From mboxrd@z Thu Jan  1 00:00:00 1970
From: sid@reserved-bit.com (Siddhesh Poyarekar)
Date: Thu, 28 Jan 2016 22:16:31 +0530
Subject: [PATCH] arm64: Add support for Half precision floating point
In-Reply-To: <20160128160747.GN775@arm.com>
References: <1453823566-26742-1-git-send-email-suzuki.poulose@arm.com>
 <20160126160257.GB28238@arm.com> <56A79D17.2000009@arm.com>
 <20160126165538.GC22776@devel.intra.reserved-bit.com>
 <20160128160747.GN775@arm.com>
Message-ID: <20160128164631.GC17552@devel.intra.reserved-bit.com>
To: linux-arm-kernel@lists.infradead.org
List-Id: linux-arm-kernel.lists.infradead.org

On Thu, Jan 28, 2016 at 04:07:48PM +0000, Will Deacon wrote:
> My understanding was that libc needed this information extremely early
> on (i.e. before it could even issue system calls), and therefore such
> an approach would be in addition to the proposal here. Am I mistaken?

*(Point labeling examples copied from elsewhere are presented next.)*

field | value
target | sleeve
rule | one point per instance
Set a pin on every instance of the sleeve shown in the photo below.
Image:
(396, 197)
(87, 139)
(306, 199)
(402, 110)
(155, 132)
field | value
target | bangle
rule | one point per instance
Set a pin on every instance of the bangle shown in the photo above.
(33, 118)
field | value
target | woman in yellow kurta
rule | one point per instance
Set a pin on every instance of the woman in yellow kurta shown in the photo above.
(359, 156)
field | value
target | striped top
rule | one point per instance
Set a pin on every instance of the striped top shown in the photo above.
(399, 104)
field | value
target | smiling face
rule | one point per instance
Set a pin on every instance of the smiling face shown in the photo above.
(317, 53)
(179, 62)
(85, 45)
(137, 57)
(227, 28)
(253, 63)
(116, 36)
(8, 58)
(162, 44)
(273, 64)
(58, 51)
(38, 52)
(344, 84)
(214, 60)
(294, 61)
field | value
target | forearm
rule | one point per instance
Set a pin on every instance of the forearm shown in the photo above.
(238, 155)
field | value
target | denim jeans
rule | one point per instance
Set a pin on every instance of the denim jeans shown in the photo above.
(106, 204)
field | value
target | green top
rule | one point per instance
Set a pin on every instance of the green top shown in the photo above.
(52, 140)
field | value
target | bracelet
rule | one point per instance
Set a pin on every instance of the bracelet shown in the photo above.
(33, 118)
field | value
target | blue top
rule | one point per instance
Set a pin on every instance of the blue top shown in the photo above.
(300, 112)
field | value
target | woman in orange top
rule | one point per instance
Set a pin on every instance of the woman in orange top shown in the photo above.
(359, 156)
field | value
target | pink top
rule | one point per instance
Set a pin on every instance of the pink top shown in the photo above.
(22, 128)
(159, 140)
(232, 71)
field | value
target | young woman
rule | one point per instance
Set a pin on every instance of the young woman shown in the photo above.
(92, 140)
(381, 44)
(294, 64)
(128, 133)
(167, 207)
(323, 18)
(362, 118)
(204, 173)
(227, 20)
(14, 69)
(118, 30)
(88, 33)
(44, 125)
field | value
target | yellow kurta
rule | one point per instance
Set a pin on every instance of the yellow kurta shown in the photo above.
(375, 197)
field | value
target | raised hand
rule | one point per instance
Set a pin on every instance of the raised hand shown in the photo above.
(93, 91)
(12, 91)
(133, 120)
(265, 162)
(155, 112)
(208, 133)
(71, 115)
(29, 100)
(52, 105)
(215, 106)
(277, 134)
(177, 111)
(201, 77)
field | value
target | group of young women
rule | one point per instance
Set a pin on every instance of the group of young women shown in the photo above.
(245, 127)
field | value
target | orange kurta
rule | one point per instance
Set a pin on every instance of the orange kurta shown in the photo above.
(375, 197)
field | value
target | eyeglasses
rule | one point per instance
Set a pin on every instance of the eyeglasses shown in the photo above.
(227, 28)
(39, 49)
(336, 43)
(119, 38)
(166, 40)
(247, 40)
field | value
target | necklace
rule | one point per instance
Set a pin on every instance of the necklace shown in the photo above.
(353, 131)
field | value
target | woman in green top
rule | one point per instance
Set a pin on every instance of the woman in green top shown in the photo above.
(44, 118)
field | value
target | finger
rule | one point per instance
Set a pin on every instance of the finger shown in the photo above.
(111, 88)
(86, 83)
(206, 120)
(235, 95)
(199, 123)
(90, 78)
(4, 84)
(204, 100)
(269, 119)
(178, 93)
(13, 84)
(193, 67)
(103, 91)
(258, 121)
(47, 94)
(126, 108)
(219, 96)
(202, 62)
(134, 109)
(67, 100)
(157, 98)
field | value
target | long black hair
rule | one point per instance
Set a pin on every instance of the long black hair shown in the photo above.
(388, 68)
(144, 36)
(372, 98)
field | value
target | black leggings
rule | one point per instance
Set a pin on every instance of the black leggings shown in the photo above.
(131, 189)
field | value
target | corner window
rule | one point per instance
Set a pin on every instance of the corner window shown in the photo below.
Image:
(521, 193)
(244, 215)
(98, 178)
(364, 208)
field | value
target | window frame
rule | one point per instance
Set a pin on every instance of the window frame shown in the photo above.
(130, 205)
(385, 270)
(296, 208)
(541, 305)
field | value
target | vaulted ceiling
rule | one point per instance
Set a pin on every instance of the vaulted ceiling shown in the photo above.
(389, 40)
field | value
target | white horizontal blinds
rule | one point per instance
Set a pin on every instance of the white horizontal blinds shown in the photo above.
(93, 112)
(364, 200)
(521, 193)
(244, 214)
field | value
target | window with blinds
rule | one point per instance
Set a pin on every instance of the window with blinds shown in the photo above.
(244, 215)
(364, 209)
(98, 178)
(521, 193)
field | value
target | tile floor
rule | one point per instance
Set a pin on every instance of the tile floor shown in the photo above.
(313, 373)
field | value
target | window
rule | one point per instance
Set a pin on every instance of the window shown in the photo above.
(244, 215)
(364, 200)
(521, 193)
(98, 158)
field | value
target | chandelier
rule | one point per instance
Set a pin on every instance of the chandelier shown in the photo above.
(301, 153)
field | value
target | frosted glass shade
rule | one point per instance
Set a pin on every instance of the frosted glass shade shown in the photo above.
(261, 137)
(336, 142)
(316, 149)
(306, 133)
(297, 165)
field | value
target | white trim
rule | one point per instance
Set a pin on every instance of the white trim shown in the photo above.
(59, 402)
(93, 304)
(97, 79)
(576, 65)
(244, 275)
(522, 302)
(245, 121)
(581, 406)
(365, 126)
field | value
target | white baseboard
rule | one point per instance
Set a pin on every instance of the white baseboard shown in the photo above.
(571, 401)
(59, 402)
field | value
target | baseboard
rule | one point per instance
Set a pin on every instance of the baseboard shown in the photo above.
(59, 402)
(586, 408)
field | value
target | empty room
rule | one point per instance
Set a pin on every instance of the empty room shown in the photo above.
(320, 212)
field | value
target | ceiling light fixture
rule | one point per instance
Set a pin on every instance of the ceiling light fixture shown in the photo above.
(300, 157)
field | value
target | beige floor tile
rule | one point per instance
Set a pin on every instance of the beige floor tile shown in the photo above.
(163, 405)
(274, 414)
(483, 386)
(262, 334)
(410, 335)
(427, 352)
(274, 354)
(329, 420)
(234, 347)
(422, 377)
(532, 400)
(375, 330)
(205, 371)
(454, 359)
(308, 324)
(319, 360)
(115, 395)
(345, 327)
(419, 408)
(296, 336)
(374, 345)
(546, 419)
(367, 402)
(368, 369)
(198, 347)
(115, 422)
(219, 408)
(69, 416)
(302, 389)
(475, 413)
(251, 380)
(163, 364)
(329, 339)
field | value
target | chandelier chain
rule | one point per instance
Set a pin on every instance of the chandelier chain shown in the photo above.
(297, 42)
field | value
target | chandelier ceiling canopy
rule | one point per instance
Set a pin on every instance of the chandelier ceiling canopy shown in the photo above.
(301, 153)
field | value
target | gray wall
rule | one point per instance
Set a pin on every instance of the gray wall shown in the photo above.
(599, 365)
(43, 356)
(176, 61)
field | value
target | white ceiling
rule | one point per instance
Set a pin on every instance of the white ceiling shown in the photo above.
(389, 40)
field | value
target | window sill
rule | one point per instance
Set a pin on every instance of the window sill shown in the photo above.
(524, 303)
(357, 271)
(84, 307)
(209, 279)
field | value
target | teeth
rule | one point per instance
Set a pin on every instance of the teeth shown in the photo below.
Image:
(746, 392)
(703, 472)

Not really, glibc will need this information before it can call any of
the ifunc-selected functions, i.e. typically string and some math
functions.  System calls are not an issue since we don't have
microarchitecture-specific system calls.  Suzuki's patch works just
fine, just that to make sure that we're selecting the correct routine,
we may (in the worst case) have to traverse the /sysfs directories to
get information from all of the cpu files.  A single file with all
that information would be much better performance-wise.

> I'm not at all keen on adding a data ABI to the vDSO. I think people
> tried similar things in the past (something on PPC?) and have horror
> stories from that.

It does not have to be a data ABI, it could be a set of functions that
initialize an opaque context and iterate through the cpu data for each
call, something that would allow me to do this:

    cpu_info_context_t *ctx = cpu_info_init_context ();
    unsigned long midr;

    while ((midr = cpu_info_next_midr (ctx)) != 0)
      {
        /* Do stuff.  */
      }

> The architecture makes no guarantees about what will and won't be used
> in different configurations, so we shouldn't try to derive this from the
> MIDR. Even if you figure out a heuristic for today's platforms, it won't
> necessarily hold true in the future.

Another approach could be vendor confirmation that they would never
release cores with the same MIDR value in different configurations.
That is to say, a PE with a specific MIDR value will always be in a
homogenous system and will never be part of a big.little
configuration.  The microarchitecture routines are essentially
vendor-specific, so getting this assurance from them should be
sufficient, shouldn't it?

> By "directory traversal" are you only referring to the /sys portions
> of this? I'm *much* more interested in the utility of the MRS emulation
> part, since that's what could effectively replace HWCAPs in the future.

The MRS emulation may be sufficient for the case where the system is
homogenous and the vendor states that the midr will never be used in a
heterogenous configuration.  If not, we will have no choice but to
traverse the /sys directories to find the midr for all online cpus and
make that decision.

> As for big/little, the kernel view has been pretty consistent on that:
> we will expose a "sanitised" view of the registers (as described in the
> Documentation along with the patch) where we can, and for the per-CPU
> registers such as MIDR, you will read the current CPU register (which
> is why those registers are also exposed in sysfs).

That's a reasonable approach, my only point of contention was to find
a faster alternative to the directory traversal.

Siddhesh